Apprenticeships can be a key cornerstone to providing innovative opportunities for students to take learning outside of the classroom walls. The last visit on Ramirez’s “Back to School” tour was to Knoxville Leadership Foundation (KLF), a faith-driven non-profit organization, to discuss their efforts in partnering with local businesses in offering apprenticeships and pre-apprenticeship training to ensure students have solid footing before entering the workforce. KnoxWorx, an initiative of KLF, focuses on workforce development for youth and young adults that are out of school and/or unemployed. The majorities either dropped out of high school or are coming out of juvenile detention. KnoxWorx leadership shared that in most cases, traditional schooling models were not a good fit for their students. KnoxWorx’s pre-apprenticeship training includes modules covering topics such as punctuality, sociability, interviewing skills, ethics, mental toughness and presentation. Construction students learn skillsets to build and repair houses. KLF has a separate home owning readiness program and the homes that are built in the apprenticeship are available to many first-time home buyers in their local community. In addition, when students are employed or in an apprenticeship, this faith-driven non-profit continues to help walk alongside them to address identified barriers. This innovative partnership affords the opportunity for students to learn multiple “hands on” home building techniques along with providing essential soft skills that equip students toward successful apprenticeship experiences. As students are building homes for families, this community is partnering to build an apprenticeship-friendly ecosystem. These visits highlighted a few ways educators, administrators and organizational leaders are taking “out of the box” steps to rethink school.
Dr. Andrea Ramirez is Acting Director of the Center for Faith and Opportunity Initiatives at the U.S. Department of Education.
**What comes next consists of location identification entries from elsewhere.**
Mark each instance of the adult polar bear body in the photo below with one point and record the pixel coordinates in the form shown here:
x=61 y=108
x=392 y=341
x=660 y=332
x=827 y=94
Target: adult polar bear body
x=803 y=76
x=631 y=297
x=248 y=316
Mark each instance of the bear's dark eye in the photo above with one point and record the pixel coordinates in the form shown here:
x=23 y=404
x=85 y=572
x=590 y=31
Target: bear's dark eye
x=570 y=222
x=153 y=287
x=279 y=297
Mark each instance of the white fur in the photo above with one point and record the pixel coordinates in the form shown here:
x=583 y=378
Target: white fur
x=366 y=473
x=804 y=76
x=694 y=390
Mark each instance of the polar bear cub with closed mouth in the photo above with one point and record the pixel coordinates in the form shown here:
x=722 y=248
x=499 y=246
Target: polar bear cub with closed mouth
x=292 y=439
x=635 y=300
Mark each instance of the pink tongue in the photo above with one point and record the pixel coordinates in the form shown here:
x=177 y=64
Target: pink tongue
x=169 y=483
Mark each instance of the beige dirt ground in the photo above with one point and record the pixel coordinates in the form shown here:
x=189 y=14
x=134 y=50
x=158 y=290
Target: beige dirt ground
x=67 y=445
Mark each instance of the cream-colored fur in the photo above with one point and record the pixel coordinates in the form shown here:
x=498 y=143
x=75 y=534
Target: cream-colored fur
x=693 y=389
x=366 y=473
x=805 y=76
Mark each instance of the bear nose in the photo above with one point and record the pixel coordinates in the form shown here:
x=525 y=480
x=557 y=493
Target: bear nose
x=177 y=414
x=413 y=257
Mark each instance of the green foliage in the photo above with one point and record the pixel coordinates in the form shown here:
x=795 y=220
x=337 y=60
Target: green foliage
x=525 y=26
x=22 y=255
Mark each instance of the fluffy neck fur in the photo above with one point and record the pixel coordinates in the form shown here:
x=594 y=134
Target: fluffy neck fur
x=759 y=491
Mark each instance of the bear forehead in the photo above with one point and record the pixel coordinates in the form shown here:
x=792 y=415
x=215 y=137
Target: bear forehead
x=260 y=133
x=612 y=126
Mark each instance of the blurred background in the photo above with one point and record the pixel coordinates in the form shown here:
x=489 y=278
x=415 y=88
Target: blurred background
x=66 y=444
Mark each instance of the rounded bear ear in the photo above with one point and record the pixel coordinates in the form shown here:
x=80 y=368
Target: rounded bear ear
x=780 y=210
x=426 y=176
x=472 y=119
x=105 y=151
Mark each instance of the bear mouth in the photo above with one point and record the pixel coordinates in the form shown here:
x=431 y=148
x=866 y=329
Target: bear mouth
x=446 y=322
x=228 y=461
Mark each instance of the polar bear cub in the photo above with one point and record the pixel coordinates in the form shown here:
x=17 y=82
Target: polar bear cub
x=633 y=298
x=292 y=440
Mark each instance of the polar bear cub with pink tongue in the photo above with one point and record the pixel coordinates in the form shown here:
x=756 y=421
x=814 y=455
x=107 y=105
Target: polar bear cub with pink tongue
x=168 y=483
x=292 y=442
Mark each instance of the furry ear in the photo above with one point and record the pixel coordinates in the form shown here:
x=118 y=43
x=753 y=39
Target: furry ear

Note: This is a post in our #RethinkSchool series. The series features innovative schools and stories from students, parents and educators highlighting efforts across the United States to rethink school. The #RethinkSchool series presents examples of approaches schools, educators, families and others are using to rethink school in their individual and unique circumstances. Blog articles provide insights on the activities of schools, programs, grantees and other education stakeholders to promote continuing discussion of educational innovation and reform. The Department of Education does not endorse any educational product, service, curriculum or pedagogy.